Quelques jihadistes restaient retranchés dans des bâtiments de Kirkouk samedi mais la crainte initiale que l'EI puisse prendre le contrôle de la ville s'est dissipée.
'Plus difficile à combattre'
"Daech se bat pour garder du territoire, mais a eu davantage tendance à se replier ces derniers mois", affirme le colonel John Dorrian, porte-parole américain de la coalition assistant les forces irakiennes dans la guerre contre l'EI, utilisant un acronyme arabe du groupe.

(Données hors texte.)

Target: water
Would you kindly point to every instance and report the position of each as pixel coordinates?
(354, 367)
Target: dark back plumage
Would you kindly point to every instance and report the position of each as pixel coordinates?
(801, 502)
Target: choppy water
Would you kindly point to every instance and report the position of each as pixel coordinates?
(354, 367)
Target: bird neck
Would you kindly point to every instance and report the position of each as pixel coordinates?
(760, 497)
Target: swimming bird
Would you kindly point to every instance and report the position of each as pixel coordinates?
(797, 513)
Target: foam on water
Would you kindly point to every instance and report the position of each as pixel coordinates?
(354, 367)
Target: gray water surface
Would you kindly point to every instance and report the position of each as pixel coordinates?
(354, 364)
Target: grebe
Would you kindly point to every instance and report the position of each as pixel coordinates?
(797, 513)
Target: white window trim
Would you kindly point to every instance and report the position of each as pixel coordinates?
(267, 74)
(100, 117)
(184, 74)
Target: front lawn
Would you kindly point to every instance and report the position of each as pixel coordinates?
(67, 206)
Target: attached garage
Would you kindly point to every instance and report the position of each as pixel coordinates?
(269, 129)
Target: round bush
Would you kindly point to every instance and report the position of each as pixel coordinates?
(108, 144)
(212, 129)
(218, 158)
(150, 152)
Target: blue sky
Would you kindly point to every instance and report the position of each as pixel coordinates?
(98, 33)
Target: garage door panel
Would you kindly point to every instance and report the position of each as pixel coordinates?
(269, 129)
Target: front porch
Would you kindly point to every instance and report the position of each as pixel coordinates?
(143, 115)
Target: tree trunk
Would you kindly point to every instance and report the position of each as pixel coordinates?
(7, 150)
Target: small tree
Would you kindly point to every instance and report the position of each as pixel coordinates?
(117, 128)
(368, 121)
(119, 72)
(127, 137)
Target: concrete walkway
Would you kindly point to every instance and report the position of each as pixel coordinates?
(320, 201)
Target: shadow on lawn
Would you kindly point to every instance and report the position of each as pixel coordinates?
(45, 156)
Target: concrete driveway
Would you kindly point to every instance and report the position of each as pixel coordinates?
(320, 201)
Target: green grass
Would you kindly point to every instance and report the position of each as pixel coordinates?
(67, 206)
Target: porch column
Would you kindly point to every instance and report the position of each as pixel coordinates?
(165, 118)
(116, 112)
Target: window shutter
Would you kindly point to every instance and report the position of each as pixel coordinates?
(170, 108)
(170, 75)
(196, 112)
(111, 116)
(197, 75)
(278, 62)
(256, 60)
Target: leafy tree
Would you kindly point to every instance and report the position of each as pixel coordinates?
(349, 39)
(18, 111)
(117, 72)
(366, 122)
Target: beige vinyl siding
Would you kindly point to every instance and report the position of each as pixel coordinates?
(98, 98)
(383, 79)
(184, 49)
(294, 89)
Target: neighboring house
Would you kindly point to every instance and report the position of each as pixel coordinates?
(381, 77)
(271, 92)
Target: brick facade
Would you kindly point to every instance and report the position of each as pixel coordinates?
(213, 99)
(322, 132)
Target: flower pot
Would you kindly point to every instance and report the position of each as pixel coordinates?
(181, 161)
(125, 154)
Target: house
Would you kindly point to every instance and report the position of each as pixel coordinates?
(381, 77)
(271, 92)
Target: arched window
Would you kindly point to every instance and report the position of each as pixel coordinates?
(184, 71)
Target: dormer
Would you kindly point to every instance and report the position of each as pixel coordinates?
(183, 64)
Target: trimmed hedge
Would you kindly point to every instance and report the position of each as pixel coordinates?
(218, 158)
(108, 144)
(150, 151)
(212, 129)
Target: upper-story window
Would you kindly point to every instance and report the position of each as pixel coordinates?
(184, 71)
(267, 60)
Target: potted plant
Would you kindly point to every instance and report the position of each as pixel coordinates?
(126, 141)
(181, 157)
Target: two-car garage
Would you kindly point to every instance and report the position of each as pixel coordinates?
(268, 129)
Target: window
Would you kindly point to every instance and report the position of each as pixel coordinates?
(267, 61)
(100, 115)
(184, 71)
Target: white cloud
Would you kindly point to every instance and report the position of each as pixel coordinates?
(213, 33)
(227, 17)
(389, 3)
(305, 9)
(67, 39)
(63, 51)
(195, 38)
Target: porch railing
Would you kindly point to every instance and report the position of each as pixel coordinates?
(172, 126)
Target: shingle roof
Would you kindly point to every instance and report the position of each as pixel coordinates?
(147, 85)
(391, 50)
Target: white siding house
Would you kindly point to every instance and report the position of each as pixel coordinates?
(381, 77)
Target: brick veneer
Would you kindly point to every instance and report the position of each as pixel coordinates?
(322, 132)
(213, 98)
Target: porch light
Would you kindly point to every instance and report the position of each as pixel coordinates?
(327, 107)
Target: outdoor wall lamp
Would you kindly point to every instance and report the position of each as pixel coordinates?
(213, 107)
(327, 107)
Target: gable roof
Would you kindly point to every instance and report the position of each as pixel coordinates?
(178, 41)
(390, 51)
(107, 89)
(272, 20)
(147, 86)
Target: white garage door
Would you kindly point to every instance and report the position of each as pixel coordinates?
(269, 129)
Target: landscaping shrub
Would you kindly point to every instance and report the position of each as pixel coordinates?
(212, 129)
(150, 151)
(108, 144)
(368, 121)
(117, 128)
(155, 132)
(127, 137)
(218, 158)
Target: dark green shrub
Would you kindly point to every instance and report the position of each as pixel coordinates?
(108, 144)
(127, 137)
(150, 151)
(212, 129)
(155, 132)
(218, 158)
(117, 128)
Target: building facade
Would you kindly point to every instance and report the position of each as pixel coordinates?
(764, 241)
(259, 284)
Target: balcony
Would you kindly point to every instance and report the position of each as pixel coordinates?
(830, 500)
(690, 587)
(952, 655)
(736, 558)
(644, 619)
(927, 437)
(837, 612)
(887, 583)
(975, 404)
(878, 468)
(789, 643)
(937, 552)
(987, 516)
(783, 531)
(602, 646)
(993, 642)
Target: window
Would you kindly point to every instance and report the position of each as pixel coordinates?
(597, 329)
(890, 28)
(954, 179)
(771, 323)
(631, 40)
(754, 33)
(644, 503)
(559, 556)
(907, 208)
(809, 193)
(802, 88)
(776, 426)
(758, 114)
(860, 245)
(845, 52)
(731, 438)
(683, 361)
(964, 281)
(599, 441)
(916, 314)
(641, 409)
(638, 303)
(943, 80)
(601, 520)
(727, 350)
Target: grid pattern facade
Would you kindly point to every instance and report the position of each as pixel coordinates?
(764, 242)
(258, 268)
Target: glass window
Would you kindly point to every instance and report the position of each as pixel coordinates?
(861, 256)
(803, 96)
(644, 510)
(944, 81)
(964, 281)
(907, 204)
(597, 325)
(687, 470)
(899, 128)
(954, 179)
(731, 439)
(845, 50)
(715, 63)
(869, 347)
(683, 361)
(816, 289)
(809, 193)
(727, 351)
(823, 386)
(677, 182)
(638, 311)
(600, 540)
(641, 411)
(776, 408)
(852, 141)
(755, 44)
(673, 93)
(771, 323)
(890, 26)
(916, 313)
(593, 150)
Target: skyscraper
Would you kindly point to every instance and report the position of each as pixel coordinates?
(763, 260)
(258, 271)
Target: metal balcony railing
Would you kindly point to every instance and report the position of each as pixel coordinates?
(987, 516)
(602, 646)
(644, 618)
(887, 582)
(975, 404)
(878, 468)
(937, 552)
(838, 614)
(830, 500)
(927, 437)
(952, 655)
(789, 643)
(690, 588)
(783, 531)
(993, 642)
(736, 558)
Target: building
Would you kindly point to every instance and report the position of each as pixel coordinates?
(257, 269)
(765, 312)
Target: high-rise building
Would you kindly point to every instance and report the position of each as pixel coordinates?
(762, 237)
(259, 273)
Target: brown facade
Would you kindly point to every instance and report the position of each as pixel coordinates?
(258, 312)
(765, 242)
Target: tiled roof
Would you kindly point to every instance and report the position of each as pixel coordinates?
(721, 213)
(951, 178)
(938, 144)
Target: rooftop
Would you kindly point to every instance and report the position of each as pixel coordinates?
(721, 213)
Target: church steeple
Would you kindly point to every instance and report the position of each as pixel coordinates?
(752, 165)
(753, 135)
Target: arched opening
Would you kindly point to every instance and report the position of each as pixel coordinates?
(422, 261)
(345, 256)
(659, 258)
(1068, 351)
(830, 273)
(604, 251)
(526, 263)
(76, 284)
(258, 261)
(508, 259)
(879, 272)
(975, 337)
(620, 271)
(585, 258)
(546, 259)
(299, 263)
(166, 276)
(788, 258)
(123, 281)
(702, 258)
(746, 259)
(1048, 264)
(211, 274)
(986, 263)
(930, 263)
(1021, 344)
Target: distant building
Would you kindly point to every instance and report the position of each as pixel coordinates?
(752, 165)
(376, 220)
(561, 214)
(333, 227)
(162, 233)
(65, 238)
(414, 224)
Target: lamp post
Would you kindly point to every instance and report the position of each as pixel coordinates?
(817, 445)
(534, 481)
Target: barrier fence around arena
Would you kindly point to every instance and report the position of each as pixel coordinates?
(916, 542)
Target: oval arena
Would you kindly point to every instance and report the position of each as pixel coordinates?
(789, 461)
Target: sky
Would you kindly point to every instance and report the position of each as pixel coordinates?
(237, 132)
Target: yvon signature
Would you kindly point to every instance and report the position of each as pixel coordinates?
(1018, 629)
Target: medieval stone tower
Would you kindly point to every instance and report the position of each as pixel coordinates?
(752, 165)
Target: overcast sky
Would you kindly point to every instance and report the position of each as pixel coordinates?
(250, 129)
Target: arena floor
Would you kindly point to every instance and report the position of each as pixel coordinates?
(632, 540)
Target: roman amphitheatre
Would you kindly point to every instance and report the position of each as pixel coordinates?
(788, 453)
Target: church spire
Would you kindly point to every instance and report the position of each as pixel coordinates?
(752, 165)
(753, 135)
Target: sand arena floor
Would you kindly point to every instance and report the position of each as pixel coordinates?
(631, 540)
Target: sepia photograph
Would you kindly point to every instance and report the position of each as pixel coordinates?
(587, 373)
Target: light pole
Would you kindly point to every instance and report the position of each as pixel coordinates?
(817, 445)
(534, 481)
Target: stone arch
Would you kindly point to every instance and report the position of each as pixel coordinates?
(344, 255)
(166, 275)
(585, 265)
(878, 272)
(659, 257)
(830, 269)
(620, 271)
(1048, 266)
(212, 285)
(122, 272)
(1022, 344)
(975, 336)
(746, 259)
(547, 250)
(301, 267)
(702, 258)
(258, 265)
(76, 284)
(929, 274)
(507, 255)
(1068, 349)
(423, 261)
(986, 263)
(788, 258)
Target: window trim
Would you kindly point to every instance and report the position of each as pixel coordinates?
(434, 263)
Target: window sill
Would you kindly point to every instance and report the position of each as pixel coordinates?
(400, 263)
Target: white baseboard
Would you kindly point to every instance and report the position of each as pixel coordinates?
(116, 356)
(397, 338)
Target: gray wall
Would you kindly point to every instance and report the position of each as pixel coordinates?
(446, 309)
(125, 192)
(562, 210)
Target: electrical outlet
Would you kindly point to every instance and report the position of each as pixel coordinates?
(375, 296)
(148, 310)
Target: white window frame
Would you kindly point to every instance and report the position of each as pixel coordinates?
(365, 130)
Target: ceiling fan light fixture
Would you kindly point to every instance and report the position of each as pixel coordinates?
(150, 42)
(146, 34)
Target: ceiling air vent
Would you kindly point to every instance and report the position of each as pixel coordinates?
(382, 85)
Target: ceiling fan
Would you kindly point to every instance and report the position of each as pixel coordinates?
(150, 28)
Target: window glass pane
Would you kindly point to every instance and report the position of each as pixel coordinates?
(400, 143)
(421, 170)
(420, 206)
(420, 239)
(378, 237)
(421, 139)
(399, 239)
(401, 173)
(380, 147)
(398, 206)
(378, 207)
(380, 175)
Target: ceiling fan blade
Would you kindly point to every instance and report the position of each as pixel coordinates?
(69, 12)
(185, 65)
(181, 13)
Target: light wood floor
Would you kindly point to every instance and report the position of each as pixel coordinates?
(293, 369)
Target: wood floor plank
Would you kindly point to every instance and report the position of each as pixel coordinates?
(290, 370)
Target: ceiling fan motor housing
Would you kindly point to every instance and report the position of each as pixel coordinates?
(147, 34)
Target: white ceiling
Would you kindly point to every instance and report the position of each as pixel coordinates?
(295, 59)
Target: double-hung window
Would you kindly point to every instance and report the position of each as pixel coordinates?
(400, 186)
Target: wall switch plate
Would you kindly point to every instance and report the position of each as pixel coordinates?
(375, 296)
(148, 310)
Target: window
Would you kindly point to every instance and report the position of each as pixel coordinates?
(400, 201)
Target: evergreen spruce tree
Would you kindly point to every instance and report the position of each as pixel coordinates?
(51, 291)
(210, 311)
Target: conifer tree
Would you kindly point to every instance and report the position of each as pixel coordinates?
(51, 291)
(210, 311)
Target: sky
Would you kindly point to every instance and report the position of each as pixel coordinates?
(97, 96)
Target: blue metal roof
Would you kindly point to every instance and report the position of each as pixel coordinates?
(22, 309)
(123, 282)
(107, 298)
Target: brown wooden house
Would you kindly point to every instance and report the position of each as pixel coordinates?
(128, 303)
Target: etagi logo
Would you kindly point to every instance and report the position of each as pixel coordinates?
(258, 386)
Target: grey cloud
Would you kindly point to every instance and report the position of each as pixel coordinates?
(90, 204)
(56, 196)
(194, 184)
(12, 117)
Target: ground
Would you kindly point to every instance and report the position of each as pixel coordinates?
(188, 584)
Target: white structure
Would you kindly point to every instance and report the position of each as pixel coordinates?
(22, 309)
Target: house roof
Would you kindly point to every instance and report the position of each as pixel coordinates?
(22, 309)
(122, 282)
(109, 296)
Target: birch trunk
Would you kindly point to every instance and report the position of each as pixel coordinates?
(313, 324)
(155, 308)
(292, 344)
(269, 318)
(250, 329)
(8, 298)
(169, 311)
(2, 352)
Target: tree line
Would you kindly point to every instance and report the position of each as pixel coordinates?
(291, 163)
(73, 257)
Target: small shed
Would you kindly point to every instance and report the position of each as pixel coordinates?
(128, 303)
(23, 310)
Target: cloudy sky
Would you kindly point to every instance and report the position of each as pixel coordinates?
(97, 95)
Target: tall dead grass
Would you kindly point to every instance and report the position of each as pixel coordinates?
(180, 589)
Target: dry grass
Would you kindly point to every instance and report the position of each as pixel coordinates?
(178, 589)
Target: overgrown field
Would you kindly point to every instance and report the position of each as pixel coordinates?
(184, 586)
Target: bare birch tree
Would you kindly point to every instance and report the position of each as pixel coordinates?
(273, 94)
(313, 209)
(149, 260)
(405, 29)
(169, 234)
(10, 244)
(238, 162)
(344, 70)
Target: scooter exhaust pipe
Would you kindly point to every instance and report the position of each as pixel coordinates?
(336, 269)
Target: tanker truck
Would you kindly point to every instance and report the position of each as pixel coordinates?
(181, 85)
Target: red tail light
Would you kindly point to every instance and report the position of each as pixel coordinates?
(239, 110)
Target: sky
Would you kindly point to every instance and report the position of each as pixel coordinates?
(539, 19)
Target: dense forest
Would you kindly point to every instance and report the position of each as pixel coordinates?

Bien que les jihadistes aient perdu beaucoup de leurs hauts dirigeants et certaines sources de revenus ces derniers mois, le colonel Dorrian s'attend à ce qu'ils mènent une dure bataille pour garder Mossoul.
Mais M. Martin juge que l'EI a déjà accepté l'idée de perdre la deuxième ville d'Irak. "L'attaque de Kirkouk a été lancée en réponse aux pertes actuelles et futures à Mossoul mais l'EI a probablement changé d'opinion concernant la nécessité d'avoir le contrôle physique de territoires", estime-t-il.
Si l'EI "est capable de continuer à lancer des (...) attaques comme celle-ci (Kirkouk) à l'avenir, alors il continuera de représenter une menace pour les forces de sécurité irakiennes et les peshmergas", dit M. Martin.
Selon M. Witty, l'attaque de Kirkouk est un avant-goût de ce qui est à venir, puisque la reprise prévue de Mossoul par les forces irakiennes pourrait sceller le sort du "califat", du moins côté irakien. L'EI "va de plus en plus avoir recours à des attentats (...) et revenir à une pure organisation terroriste de type insurrectionnel en Irak. Ils seront alors plus difficiles à combattre", souligne-t-il.
Et de conclure: "Quand ils contrôlent ouvertement des villes et du territoire, il est beaucoup plus facile pour la coalition et pour les forces de sécurité irakiennes de les détruire que quand ils fonctionnent comme des insurgés".